Si se tratara de una intervención puramente pragmática y convencional, sin un
arraigo profundo, las sociedades quedarían radicalmente expuestas al triunfo
del arbitrio, amenazadas siempre por el atropello y el dominio del más fuerte.
La verdadera garantía de una libertad ordenada está en su fundamento
moral, reconocido por los individuos y las comunidades en su conjunto.
2. «La verdad os hará libres».
Según el Evangelio, la libertad debe
apoyarse sobre el cimiento granítico de la verdad. No todo lo que
es posible materialmente resulta también lícito moralmente. La libertad moral
no es la facultad de hacer lo que se quiera, sino la capacidad que tiene el ser
humano de realizar, sin constricciones, lo que corresponde a su
vocación de hijo de Dios, hecho a imagen de su Creador.
El hombre, por consiguiente, no es
verdaderamente libre cuando se aparta de las exigencias profundas e inmutables
de su naturaleza. Fuera de esta verdad, acabaría por ser prisionero de sus
peores instintos, esclavo del pecado (cf. Jn 8,
34), y sus éxitos, tanto personales como sociales, no serían más que desastres,
como por desgracia la experiencia demuestra ampliamente.

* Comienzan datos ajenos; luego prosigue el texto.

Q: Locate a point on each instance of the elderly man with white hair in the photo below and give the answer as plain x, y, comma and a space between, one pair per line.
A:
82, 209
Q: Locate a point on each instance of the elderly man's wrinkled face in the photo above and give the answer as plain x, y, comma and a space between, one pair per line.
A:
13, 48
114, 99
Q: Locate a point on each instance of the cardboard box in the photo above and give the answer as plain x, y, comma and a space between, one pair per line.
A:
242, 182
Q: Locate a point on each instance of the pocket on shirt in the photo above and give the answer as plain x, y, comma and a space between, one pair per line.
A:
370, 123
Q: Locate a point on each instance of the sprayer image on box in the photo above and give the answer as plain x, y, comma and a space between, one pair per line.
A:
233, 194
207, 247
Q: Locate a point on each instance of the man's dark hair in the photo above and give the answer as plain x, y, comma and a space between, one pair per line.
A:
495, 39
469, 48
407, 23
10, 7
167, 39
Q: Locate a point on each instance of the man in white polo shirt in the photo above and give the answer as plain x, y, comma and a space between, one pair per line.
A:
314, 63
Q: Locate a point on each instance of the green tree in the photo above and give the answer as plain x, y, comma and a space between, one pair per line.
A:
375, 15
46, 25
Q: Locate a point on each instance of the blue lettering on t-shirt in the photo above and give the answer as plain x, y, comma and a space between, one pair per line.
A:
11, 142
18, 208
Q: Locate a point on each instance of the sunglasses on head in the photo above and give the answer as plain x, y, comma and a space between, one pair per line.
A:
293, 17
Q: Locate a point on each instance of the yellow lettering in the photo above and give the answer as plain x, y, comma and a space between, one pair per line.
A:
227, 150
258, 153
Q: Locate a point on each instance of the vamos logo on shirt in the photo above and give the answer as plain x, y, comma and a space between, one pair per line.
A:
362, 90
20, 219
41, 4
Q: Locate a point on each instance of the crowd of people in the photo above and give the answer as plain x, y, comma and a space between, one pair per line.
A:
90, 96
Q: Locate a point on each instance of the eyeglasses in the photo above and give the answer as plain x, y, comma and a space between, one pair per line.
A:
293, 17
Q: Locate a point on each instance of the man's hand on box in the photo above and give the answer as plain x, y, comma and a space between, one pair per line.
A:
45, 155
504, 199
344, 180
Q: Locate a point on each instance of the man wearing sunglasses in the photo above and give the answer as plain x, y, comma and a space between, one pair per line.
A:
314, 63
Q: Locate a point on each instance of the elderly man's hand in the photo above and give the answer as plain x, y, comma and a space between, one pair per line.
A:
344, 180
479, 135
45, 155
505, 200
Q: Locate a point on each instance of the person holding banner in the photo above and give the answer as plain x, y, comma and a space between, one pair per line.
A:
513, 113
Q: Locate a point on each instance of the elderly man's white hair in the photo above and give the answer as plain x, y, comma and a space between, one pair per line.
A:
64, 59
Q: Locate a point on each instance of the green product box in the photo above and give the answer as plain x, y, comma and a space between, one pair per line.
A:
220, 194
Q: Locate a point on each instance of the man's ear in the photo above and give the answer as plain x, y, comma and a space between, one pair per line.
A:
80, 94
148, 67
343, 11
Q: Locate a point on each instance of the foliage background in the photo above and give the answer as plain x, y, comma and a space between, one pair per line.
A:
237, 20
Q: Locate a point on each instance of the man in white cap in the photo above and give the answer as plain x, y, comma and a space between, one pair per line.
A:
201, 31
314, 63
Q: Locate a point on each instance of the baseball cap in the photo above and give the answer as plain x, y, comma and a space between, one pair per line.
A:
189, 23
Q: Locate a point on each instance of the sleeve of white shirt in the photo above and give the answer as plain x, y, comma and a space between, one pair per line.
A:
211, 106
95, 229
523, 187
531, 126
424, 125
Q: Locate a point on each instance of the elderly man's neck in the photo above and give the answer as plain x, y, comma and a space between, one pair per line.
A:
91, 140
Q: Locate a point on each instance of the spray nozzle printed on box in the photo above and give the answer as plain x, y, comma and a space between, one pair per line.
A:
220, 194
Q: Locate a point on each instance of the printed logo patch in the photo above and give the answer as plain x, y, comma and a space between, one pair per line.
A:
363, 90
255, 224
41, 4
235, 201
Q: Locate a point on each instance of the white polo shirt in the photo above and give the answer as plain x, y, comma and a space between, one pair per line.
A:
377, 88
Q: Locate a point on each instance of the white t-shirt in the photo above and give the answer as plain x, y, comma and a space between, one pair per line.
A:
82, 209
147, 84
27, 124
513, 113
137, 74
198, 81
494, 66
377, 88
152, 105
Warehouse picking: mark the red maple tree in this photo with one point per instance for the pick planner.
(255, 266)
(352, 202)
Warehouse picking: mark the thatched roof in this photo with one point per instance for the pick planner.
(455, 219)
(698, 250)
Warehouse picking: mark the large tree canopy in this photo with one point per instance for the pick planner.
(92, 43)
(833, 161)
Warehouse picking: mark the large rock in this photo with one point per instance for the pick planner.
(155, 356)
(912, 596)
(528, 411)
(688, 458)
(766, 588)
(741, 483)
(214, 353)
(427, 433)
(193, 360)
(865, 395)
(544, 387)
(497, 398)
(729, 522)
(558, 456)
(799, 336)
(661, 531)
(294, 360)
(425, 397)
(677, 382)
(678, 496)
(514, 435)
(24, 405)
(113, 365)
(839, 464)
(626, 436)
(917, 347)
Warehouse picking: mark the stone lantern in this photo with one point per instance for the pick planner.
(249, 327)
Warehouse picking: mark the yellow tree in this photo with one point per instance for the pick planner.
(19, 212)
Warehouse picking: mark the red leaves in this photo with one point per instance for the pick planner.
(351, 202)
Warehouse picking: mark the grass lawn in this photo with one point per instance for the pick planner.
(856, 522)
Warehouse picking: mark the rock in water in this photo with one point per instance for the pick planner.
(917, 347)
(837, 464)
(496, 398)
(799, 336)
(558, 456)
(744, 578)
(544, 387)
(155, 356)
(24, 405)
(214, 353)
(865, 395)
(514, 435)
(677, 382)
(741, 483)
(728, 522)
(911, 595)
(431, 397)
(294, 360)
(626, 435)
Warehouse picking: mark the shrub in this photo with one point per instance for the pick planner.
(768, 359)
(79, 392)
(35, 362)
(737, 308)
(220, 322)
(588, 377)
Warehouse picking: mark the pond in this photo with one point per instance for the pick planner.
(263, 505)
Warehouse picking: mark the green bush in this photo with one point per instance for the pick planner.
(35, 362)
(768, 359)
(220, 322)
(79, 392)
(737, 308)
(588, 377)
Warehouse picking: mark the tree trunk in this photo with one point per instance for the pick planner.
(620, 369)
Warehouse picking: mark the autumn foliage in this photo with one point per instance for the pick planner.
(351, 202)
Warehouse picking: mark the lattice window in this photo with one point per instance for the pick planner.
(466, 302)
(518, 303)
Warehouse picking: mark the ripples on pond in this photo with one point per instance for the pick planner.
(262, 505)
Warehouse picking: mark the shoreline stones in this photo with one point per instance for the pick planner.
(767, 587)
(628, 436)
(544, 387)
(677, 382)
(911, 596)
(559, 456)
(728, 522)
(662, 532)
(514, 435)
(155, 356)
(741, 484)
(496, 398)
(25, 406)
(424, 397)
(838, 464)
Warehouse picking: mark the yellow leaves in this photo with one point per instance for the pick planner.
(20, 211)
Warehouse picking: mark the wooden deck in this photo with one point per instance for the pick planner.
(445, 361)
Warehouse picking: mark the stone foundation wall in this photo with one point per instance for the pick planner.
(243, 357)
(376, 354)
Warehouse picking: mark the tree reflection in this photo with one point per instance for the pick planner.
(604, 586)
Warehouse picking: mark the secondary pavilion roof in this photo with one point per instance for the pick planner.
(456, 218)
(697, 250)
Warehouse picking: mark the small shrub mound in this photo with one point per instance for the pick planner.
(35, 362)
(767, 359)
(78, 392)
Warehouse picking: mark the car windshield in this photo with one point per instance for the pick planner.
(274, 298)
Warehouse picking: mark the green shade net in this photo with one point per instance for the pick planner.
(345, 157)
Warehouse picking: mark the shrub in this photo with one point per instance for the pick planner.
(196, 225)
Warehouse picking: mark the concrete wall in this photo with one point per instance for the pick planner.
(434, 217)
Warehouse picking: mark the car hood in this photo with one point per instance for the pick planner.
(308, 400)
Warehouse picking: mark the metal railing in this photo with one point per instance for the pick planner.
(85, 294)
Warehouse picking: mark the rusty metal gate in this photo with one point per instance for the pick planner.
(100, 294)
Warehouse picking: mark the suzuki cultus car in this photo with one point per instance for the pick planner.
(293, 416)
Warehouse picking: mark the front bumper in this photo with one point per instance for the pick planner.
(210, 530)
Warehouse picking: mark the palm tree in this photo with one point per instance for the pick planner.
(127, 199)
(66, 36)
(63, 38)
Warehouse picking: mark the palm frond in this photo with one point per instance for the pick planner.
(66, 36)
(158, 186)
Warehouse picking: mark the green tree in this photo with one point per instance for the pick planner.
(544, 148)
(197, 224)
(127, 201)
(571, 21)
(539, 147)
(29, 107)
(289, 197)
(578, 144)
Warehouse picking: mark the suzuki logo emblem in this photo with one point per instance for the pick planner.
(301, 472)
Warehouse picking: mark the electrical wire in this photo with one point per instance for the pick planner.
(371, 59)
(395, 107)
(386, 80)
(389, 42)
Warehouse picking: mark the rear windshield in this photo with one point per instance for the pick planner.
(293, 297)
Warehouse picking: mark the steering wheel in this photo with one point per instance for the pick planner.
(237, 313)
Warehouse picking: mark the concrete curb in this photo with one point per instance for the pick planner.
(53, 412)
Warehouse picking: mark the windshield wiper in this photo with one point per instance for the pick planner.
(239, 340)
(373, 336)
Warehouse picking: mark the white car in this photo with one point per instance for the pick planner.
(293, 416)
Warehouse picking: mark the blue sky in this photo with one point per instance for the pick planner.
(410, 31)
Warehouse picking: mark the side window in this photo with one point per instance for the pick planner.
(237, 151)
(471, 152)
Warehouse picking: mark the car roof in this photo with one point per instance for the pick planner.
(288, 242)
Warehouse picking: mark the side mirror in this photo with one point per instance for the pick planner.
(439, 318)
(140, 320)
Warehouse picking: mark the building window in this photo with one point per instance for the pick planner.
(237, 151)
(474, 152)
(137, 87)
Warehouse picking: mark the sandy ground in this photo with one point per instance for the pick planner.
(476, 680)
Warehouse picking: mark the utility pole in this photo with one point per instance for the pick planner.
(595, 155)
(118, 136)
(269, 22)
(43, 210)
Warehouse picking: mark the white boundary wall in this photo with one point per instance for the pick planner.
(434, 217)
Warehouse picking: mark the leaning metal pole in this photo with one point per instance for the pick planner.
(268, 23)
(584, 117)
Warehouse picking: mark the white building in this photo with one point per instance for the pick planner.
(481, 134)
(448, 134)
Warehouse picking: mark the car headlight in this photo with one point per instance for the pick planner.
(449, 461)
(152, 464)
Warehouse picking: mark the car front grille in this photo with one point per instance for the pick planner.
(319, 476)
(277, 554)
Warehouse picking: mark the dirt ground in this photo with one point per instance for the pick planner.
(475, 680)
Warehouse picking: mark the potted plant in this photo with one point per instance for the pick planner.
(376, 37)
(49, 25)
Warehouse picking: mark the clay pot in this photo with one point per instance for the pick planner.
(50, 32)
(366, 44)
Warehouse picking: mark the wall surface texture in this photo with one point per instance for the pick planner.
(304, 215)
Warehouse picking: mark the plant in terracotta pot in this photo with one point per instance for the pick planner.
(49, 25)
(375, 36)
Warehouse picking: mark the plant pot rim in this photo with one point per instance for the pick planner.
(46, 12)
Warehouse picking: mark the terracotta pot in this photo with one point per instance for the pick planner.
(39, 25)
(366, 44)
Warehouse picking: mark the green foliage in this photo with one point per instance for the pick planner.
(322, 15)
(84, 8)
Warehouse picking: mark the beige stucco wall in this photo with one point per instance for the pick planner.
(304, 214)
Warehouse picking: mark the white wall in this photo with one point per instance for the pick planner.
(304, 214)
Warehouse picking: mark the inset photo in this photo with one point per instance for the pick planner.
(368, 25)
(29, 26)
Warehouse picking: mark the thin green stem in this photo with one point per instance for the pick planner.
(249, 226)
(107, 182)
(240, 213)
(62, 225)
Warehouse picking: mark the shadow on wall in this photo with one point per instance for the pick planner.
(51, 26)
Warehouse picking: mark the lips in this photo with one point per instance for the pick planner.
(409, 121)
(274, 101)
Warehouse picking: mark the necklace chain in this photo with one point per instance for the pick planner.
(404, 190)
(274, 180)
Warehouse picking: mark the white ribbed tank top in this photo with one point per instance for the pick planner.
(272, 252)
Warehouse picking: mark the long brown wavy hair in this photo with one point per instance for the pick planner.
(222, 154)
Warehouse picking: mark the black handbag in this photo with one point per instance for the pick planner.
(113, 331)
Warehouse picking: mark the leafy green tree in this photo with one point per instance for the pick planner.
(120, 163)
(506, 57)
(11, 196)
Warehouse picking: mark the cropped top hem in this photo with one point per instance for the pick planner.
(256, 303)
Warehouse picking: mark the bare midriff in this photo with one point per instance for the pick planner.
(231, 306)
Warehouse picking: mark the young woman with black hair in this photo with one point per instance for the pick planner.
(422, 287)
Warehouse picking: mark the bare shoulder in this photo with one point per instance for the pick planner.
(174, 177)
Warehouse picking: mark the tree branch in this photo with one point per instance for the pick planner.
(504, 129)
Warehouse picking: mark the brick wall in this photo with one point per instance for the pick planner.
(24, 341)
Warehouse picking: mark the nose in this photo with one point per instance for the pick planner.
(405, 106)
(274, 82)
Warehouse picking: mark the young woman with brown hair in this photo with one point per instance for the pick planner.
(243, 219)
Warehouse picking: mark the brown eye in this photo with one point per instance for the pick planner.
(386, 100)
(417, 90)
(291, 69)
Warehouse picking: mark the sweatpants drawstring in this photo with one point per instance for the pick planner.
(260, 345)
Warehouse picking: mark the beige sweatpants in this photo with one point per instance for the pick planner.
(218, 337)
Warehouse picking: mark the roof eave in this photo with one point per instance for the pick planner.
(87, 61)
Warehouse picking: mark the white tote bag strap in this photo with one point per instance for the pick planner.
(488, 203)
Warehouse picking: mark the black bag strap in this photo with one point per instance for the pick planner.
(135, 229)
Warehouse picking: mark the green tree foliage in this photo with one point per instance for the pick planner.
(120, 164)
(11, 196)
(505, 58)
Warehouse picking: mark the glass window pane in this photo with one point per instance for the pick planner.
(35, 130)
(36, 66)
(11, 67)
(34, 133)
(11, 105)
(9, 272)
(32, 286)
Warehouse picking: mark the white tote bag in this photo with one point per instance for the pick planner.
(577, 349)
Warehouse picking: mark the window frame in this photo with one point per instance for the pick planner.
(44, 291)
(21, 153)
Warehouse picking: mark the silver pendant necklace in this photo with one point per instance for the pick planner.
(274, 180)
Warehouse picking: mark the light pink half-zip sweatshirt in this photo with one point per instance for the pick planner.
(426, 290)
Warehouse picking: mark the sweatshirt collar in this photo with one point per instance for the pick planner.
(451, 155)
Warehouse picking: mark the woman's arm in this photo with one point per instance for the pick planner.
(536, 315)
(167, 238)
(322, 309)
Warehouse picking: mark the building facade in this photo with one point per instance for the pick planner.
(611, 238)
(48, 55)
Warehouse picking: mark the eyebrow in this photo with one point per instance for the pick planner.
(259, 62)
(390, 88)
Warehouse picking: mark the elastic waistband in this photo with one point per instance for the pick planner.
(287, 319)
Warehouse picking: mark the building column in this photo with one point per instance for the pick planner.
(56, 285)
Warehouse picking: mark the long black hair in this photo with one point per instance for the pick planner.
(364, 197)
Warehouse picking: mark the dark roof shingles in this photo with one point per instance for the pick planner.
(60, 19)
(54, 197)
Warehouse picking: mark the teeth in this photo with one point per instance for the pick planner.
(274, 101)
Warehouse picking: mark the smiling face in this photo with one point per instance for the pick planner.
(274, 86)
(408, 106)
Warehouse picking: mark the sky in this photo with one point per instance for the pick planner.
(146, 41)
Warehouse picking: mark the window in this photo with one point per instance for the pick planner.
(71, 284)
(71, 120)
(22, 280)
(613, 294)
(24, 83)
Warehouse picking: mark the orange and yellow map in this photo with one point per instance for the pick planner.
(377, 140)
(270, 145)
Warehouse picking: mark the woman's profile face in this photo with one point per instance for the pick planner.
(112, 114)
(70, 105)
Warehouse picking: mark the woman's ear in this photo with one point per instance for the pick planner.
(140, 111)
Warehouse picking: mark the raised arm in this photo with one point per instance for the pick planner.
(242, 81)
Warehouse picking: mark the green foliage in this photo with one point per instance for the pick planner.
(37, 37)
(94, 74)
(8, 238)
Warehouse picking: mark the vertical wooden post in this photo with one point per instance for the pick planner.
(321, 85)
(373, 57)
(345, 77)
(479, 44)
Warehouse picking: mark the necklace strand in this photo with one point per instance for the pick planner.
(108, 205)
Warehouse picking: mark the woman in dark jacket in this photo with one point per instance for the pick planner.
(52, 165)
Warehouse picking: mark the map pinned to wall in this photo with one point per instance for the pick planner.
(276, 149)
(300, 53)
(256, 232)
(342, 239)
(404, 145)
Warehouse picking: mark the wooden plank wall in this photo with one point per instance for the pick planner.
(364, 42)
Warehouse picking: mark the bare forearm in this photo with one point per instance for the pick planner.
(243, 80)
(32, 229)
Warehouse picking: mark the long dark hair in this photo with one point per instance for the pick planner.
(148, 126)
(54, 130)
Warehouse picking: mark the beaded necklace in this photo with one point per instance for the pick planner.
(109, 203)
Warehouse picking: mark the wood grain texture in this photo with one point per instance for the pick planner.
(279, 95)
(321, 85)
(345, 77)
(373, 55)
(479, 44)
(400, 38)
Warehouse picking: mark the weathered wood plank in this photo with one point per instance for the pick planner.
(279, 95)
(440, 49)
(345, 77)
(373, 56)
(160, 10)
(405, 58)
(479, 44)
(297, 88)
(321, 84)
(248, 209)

Pero ¿puede la persona conocer con certeza esa
verdad suya? Ésta es, tal vez, la pregunta crucial de nuestro
tiempo, tan imbuido de relativismo y escepticismo.
La Iglesia cree en la fuerza de la razón que,
«aunque a consecuencia del pecado esté parcialmente oscurecida y debilitada» (Gaudium et spes, 15), nos hace de alguna
manera, «partícipes de la luz de la inteligencia divina» (ib.) y,
mediante la conciencia, nos orienta sin cesar a la verdad moral. Así pues,
lejos de oponerse a la fe, la razón encuentra precisamente en ella un apoyo,
una confirmación y una profundización, pues Jesús, el Verbo encarnado, no sólo
revela Dios al hombre, sino que también manifiesta plenamente el hombre al
propio hombre (cf. ib., 22). Cristo es el Redentor del hombre,
el «libertador» de su libertad (Veritatis splendor, 86).